Resolution des Vorstands von Travail.Suisse zugunsten eines ehrgeizigen Aktionsplans
In Anbetracht der Situation hat der Vorstand von Travail.Suisse zum ersten Mal in seiner Geschichte eine Resolution verabschiedet, die vom Bund fordert, massiv in die Vereinbarkeit zu investieren. Er untermauert seinen Entscheid durch bekannte Fakten und Zahlen, die letztlich ein düsteres Bild der heutigen und künftigen Lage zeichnen. Wenn man die Beschäftigungsfähigkeit und die Gesundheit der Arbeitnehmenden und langfristig die Wettbewerbsfähigkeit der Unternehmen erhalten will, die übrigens bereits heute unter dem Fachkräftemangel leiden, braucht es ein freiwilliges und ehrgeiziges Vorgehen. Zu den bisher bereits investierten 2,2 Milliarden Franken müssen mindestens weitere 5 Milliarden hinzukommen, d. h. 500 Millionen pro Jahr während mindestens 10 Jahren, zulasten der Sozialversicherungen und der öffentlichen Hand. Dieser Aktionsplan muss alle als wirksam anerkannten Massnahmen für eine optimale Vereinbarkeit abdecken: Schaffung von Betreuungsplätzen für Kinder im Vorschul- und Schulalter und für betreute Personen, bezahlter Vaterschaftsurlaub von 20 Tagen, bezahlter Elternurlaub von 24 Wochen, Langzeiturlaub für betreuende Angehörige usw.

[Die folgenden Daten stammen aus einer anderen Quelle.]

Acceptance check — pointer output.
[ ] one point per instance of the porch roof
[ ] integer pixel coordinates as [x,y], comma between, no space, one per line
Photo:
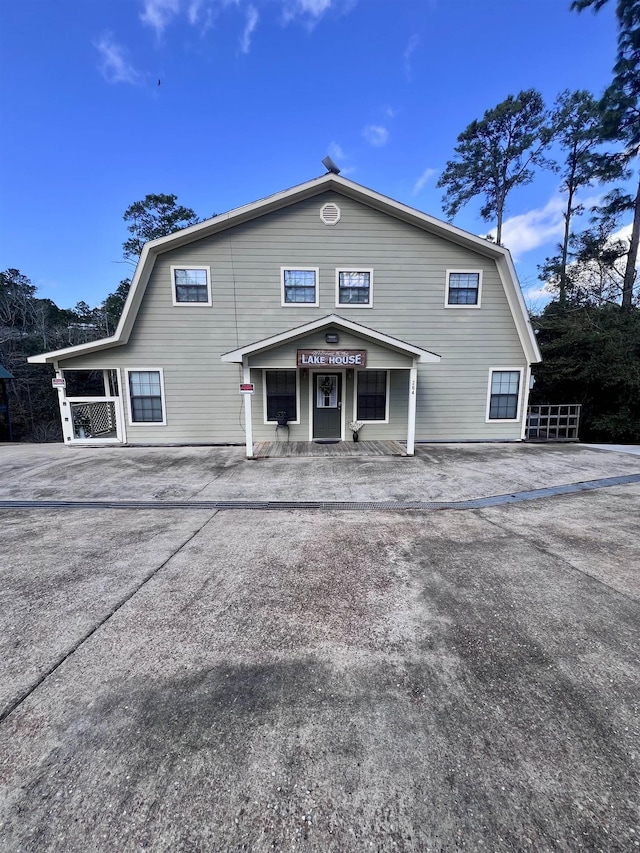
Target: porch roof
[330,321]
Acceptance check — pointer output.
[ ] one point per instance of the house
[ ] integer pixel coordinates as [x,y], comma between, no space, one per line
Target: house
[320,305]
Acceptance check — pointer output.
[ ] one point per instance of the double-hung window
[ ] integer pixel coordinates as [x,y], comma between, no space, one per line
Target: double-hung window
[504,394]
[372,395]
[463,288]
[299,286]
[191,285]
[281,394]
[354,288]
[146,396]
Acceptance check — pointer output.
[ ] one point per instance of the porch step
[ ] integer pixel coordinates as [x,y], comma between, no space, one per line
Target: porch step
[279,449]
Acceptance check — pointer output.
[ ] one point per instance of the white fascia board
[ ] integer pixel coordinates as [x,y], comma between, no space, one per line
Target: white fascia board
[236,356]
[518,309]
[70,352]
[125,324]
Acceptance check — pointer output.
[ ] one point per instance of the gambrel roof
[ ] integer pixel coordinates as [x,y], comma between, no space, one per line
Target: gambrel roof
[323,184]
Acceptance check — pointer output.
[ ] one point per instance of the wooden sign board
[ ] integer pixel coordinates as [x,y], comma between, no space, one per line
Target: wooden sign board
[332,358]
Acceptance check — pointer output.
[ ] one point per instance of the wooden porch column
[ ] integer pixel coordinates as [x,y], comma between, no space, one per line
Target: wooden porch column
[248,420]
[411,420]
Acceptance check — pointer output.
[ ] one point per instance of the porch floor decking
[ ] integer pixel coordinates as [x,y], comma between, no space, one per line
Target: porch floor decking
[271,449]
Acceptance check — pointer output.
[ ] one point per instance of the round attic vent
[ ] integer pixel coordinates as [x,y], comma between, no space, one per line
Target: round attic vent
[330,213]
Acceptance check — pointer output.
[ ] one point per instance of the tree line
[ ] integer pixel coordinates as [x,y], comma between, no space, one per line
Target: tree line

Der Vorstand von Travail.Suisse verlangt, dass die Schweiz, die als eines der reichsten Länder Europas eingestuft wird, bei den Ausgaben zugunsten von Familien und Vereinbarkeit nicht mehr als Schlusslicht fungiert. Unser Land ist eines der Industrieländer, die in Prozent des Bruttoinlandprodukts (BIP) am wenigsten Geld für die Familienpolitik ausgeben, insbesondere was die Betreuung von Kleinkindern betrifft. Die gesamten öffentlichen Ausgaben (Bund, Kantone, Gemeinden) im Bereich der Kleinkinderbetreuung werden auf 600 Millionen Franken pro Jahr geschätzt, das entspricht 0,1 % des BIP. Das ist dreimal weniger, als der Durchschnitt der OECD-Länder (0,3 % des BIP) für diesen Bereich ausgibt .
Diese Resolution ermöglicht es den Nationalräten Adrian Wüthrich, Präsident von Travail.Suisse, und Jacques-André Maire, Vizepräsident, im Parlament aktiv zu werden. Denn wenn nichts unternommen wird, treffen die Auswirkungen zuerst die Arbeitnehmenden mit gesundheitlichen Konsequenzen und schliesslich die gesamte Wirtschaft. Für das Wohl aller ist es nun Zeit, Ehrgeiz walten zu lassen und zu investieren.